Google Image Search and Vision API
Query: “climate emergency”
Extraction software: Google Image Extractor and DownThemAll.
Analysis software: Google Cloud Vision API(web detection, full matching images), Excel, Table2Net, Gephi and Adobe Illustrator.
Previous work was done before the SMART Data Sprint week (see The History of Climate Change through Google search results and the expanded exploratory work in Reading Digital Networks). The previous work is summarised as it follows:
> The top 100 image URLs per year (2008-2019) ranked by Google Image Search was collected with the help of Google Image Extractor.
> In Google Image Search, the time filter was activated, query “climate emergency” year by year (from 2008-2019).
> Activate Google Image Extractor, copy and paste the results provided by the plug-in in a spreadsheet.
> Use DownThemAll to download the image URLs and build the spreadsheet with two columns (year and img_url).
During the SMART Data Sprint, and thanks to the coding skills of Jason Chao, we took advantage of Google Vision API to verify the sites of “climate emergency” image circulation. We opted for the maximum capacity offered by this computer vision API, requiring the Cloud service to return from 1 to 50 different URLs in which the “climate emergence” images suggested by Google have circulated. To do that, we opted for the category full matching image; a feature that provides URLs that fully match the images in the request. The results present an inventive and pioneer network of the history of “climate emergency” visuality and image circulation based on Google Image search results and built upon a computer vision API (see here a similar network but for the study of bot engagement image circulation on social media).
#climatechange on Twitter & Instagram
The results exposed the a strong correlation of #ClimateEmergency, #Climate Crisis, #Climate and #Environment in relation to #climatechange. We’ve found out, as a first glance, that there are some other important nodes related to all of them: #Sustainability, #ClimateAction, and #GlobalWarming. Once the main hashtags have been identified, the relations show some areas in which “conversations” are being held. For instance, the discussion on Energy, Political Initiatives, Climate Change Activism, Farming Related Issues, and Propeace Movements. These conversations appear as the main clusters in the hashtag correlated network of #climatechange (see the highlighted areas in the visualizations below). The Instagram network clusters are more defined and separated by specific topics.

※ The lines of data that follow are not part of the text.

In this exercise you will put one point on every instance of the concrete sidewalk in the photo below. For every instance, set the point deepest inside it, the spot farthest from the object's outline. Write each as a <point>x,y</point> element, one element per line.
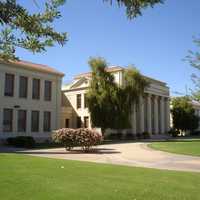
<point>130,154</point>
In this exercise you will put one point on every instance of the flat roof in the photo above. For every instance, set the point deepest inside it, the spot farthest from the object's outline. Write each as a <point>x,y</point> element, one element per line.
<point>33,66</point>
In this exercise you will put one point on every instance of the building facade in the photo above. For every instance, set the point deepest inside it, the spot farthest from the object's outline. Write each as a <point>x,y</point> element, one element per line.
<point>30,100</point>
<point>152,115</point>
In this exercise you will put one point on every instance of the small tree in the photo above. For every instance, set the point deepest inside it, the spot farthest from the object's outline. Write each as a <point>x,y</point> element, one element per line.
<point>183,114</point>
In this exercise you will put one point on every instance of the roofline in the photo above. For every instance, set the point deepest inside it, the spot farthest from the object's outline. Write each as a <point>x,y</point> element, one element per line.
<point>29,64</point>
<point>118,68</point>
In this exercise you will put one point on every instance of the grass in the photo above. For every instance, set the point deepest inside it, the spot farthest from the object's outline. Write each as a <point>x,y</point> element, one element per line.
<point>191,147</point>
<point>33,178</point>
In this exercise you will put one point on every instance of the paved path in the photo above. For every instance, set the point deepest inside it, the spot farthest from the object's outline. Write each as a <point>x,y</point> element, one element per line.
<point>130,154</point>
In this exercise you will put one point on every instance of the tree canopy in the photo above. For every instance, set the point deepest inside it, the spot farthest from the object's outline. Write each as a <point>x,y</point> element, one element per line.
<point>135,7</point>
<point>183,114</point>
<point>110,104</point>
<point>35,31</point>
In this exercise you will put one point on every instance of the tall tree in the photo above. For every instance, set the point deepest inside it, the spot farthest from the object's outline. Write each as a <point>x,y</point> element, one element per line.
<point>35,32</point>
<point>194,60</point>
<point>135,7</point>
<point>183,114</point>
<point>109,103</point>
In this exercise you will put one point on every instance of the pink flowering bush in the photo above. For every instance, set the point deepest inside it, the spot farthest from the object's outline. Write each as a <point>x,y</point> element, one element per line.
<point>82,137</point>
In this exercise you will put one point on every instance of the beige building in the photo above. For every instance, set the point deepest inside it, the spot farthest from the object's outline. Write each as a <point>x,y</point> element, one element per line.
<point>152,115</point>
<point>30,99</point>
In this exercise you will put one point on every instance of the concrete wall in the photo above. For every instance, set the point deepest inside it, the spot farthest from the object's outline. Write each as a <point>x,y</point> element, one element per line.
<point>28,104</point>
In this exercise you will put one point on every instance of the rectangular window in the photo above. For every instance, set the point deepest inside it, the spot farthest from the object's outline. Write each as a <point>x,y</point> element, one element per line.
<point>23,87</point>
<point>86,122</point>
<point>85,101</point>
<point>36,89</point>
<point>9,85</point>
<point>35,121</point>
<point>78,101</point>
<point>47,90</point>
<point>47,121</point>
<point>66,123</point>
<point>78,122</point>
<point>21,121</point>
<point>7,120</point>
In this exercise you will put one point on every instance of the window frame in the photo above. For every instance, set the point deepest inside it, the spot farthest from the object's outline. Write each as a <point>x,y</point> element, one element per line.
<point>48,129</point>
<point>11,120</point>
<point>20,87</point>
<point>47,97</point>
<point>37,129</point>
<point>78,101</point>
<point>37,97</point>
<point>8,93</point>
<point>19,121</point>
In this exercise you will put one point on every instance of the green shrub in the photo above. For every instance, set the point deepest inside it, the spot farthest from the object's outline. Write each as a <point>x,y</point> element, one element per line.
<point>83,137</point>
<point>21,141</point>
<point>174,132</point>
<point>146,135</point>
<point>139,136</point>
<point>130,136</point>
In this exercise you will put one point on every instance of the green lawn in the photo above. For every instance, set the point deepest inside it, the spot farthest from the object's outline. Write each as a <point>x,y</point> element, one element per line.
<point>33,178</point>
<point>191,147</point>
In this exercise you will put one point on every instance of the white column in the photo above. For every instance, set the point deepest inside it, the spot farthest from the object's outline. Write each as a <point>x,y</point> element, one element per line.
<point>162,115</point>
<point>167,114</point>
<point>41,119</point>
<point>156,130</point>
<point>149,127</point>
<point>133,119</point>
<point>30,83</point>
<point>1,119</point>
<point>15,117</point>
<point>28,122</point>
<point>141,111</point>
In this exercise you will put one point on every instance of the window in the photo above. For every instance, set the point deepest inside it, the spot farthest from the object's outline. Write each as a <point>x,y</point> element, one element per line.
<point>7,120</point>
<point>35,121</point>
<point>47,90</point>
<point>9,85</point>
<point>86,122</point>
<point>78,101</point>
<point>78,122</point>
<point>21,121</point>
<point>47,121</point>
<point>23,87</point>
<point>66,123</point>
<point>36,89</point>
<point>85,101</point>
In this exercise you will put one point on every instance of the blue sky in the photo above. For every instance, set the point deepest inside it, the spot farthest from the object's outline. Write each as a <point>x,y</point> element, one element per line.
<point>156,43</point>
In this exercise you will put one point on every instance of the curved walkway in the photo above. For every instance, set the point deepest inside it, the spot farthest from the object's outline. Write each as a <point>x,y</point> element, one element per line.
<point>130,154</point>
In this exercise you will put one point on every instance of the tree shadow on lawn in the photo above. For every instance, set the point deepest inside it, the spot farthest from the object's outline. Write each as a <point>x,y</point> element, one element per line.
<point>54,151</point>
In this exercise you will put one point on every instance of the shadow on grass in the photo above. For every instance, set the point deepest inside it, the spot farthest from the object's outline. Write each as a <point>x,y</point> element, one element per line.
<point>51,152</point>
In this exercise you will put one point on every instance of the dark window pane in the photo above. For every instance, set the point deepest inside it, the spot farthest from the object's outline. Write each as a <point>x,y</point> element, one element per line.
<point>21,120</point>
<point>47,91</point>
<point>7,120</point>
<point>78,125</point>
<point>23,87</point>
<point>85,101</point>
<point>9,85</point>
<point>86,122</point>
<point>35,121</point>
<point>66,123</point>
<point>47,121</point>
<point>78,100</point>
<point>36,89</point>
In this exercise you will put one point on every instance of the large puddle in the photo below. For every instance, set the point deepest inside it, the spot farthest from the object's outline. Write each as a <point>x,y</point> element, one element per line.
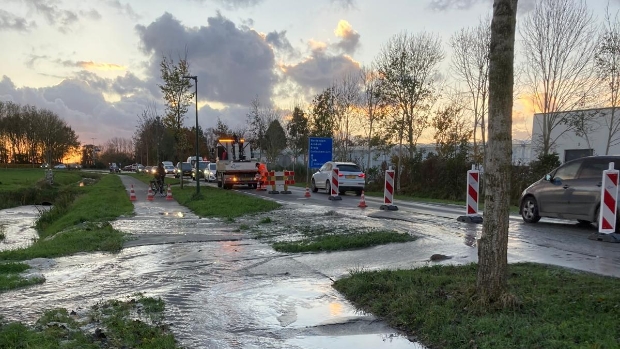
<point>222,289</point>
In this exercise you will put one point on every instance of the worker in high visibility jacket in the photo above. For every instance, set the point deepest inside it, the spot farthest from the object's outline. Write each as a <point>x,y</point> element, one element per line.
<point>261,168</point>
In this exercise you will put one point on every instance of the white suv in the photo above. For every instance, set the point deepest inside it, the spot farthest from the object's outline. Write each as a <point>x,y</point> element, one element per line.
<point>350,178</point>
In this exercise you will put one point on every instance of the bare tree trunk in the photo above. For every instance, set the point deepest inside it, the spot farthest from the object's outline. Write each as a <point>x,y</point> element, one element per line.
<point>493,245</point>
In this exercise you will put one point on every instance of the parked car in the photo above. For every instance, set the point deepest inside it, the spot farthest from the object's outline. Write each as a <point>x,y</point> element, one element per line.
<point>170,169</point>
<point>571,191</point>
<point>201,167</point>
<point>183,169</point>
<point>350,178</point>
<point>210,172</point>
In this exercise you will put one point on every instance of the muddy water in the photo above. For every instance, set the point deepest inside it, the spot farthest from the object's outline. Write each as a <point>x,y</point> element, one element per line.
<point>18,227</point>
<point>222,288</point>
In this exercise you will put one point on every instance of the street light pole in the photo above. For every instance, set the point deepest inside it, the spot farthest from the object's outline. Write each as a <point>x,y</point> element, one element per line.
<point>195,78</point>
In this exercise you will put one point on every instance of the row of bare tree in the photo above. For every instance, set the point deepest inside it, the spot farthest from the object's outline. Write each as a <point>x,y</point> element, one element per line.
<point>31,135</point>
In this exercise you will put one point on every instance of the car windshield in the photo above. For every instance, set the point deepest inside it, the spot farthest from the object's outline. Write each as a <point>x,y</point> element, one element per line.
<point>349,168</point>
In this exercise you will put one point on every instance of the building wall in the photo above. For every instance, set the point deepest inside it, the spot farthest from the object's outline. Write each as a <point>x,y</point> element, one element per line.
<point>568,140</point>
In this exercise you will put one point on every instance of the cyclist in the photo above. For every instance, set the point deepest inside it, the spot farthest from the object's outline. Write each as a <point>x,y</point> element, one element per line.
<point>160,174</point>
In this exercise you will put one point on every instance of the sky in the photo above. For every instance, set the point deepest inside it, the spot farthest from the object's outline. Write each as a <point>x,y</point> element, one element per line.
<point>95,63</point>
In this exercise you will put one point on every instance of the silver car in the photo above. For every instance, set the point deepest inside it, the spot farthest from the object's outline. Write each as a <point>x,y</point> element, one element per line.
<point>571,191</point>
<point>350,178</point>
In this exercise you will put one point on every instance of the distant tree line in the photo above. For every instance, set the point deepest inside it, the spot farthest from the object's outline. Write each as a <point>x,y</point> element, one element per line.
<point>29,135</point>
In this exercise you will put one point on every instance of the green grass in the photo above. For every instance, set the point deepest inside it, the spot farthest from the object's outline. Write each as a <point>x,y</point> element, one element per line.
<point>104,201</point>
<point>349,241</point>
<point>217,202</point>
<point>28,187</point>
<point>10,279</point>
<point>559,308</point>
<point>136,323</point>
<point>79,222</point>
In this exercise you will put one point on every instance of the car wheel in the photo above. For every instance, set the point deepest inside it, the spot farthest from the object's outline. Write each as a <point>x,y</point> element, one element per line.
<point>529,210</point>
<point>313,186</point>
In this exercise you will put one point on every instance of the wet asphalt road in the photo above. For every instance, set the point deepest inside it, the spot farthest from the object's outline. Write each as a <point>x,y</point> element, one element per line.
<point>224,289</point>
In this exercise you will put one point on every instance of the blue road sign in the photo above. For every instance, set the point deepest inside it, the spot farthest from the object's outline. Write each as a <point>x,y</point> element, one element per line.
<point>320,151</point>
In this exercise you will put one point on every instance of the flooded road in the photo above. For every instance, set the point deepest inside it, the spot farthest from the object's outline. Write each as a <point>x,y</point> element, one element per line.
<point>225,287</point>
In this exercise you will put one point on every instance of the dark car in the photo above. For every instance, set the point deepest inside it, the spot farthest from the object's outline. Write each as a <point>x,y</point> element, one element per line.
<point>182,169</point>
<point>571,191</point>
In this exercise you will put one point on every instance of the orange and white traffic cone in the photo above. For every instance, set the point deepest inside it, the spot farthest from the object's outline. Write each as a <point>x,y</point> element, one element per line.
<point>169,194</point>
<point>362,203</point>
<point>132,194</point>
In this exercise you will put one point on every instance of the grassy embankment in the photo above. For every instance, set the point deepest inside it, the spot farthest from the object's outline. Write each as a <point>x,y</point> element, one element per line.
<point>134,323</point>
<point>558,308</point>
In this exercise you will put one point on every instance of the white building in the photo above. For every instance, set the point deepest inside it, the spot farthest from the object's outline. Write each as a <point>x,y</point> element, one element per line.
<point>568,144</point>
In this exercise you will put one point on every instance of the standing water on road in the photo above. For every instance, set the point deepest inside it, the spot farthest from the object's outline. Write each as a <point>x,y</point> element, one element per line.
<point>222,288</point>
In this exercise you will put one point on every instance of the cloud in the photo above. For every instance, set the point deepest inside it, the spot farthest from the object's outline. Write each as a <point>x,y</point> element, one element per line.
<point>233,64</point>
<point>90,65</point>
<point>9,21</point>
<point>345,4</point>
<point>124,9</point>
<point>320,70</point>
<point>63,19</point>
<point>350,39</point>
<point>92,14</point>
<point>80,102</point>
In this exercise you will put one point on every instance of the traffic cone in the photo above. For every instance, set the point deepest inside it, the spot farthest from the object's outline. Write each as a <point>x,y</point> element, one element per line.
<point>169,194</point>
<point>362,203</point>
<point>132,194</point>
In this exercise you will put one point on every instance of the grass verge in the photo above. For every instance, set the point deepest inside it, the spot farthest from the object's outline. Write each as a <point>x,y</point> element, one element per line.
<point>10,278</point>
<point>560,308</point>
<point>136,323</point>
<point>217,202</point>
<point>79,222</point>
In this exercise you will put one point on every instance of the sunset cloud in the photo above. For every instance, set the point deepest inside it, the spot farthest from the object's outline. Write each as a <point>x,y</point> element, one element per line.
<point>90,65</point>
<point>350,39</point>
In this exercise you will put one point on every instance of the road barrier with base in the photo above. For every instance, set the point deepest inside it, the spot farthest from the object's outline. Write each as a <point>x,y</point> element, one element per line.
<point>473,185</point>
<point>608,207</point>
<point>388,192</point>
<point>283,178</point>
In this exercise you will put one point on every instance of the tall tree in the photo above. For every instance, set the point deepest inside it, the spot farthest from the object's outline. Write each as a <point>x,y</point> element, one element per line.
<point>491,283</point>
<point>178,96</point>
<point>607,62</point>
<point>373,103</point>
<point>470,64</point>
<point>558,44</point>
<point>346,104</point>
<point>408,66</point>
<point>275,140</point>
<point>322,122</point>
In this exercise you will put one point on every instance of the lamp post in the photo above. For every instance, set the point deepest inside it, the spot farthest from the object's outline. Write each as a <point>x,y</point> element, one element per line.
<point>195,78</point>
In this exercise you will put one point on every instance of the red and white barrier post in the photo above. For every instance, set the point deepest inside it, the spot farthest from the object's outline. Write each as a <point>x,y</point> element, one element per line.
<point>388,192</point>
<point>608,208</point>
<point>335,191</point>
<point>473,196</point>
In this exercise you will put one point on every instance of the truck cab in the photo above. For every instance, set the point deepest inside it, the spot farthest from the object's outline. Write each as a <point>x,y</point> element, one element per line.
<point>234,163</point>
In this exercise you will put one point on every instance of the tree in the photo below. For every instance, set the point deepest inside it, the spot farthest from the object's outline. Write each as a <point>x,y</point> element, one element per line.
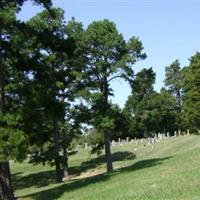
<point>192,93</point>
<point>138,104</point>
<point>12,138</point>
<point>174,81</point>
<point>107,57</point>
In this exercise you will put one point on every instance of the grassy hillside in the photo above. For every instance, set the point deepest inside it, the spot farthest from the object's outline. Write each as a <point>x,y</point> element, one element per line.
<point>168,170</point>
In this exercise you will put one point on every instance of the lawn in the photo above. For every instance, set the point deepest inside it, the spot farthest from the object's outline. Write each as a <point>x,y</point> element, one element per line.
<point>167,170</point>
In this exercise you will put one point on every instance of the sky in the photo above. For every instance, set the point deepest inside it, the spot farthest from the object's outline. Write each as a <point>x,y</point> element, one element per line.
<point>168,29</point>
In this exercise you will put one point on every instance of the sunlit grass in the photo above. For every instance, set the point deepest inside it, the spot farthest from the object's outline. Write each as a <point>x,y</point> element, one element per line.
<point>169,169</point>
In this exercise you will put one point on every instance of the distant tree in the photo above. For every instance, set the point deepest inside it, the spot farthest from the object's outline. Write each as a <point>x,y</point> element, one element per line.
<point>192,93</point>
<point>107,57</point>
<point>174,82</point>
<point>139,102</point>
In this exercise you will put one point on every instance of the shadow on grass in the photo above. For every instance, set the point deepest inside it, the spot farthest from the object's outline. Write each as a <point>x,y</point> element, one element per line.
<point>45,178</point>
<point>56,192</point>
<point>94,162</point>
<point>39,179</point>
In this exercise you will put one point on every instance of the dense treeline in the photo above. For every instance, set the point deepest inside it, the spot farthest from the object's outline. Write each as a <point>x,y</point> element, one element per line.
<point>55,79</point>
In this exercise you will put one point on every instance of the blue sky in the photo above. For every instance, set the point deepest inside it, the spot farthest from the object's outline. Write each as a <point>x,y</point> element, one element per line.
<point>168,29</point>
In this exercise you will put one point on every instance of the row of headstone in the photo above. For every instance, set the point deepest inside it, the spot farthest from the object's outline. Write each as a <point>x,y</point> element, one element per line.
<point>149,140</point>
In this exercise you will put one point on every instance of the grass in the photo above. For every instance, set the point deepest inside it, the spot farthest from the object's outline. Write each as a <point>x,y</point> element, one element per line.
<point>167,170</point>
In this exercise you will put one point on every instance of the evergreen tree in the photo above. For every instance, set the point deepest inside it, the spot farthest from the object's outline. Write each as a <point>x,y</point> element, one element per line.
<point>107,57</point>
<point>174,82</point>
<point>192,93</point>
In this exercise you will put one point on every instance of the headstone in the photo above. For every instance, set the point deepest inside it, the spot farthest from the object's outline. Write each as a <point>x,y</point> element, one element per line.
<point>168,135</point>
<point>86,146</point>
<point>175,133</point>
<point>113,143</point>
<point>119,140</point>
<point>127,139</point>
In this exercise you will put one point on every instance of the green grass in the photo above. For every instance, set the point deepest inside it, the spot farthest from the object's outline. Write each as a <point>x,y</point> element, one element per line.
<point>168,171</point>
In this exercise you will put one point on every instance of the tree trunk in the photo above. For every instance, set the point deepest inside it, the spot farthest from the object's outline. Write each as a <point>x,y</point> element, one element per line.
<point>107,139</point>
<point>179,100</point>
<point>5,181</point>
<point>56,151</point>
<point>108,151</point>
<point>65,155</point>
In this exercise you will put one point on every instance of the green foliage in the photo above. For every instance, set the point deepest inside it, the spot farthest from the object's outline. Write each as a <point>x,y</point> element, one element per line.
<point>192,93</point>
<point>174,82</point>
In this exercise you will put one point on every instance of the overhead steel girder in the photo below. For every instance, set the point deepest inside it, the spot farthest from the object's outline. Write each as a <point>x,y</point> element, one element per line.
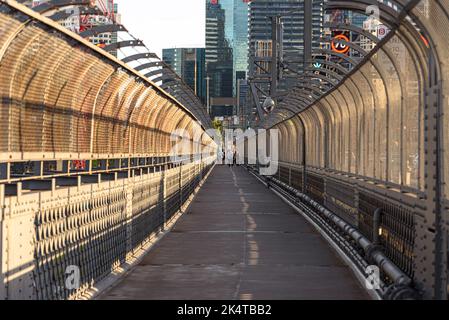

On the analysis of the authors’ profiles, we couldn’t perform all the research. However, we discovered that the actors for the climate change deniers, are located outside the main discussion. Some of the information we’ve found out is clearly linked to news related to fires in Australia, Greta Thunberg’s campaign, or the impeachment process in the USA, or plastics pollution.
The treemap displays the countries of the 50 most retweeted users within the retweet network of #climatechange, while the heatmap shows the hierarchy based on global occurrence. The countries from where the most retweeted users are from are: Australia, UK, USA and Canada.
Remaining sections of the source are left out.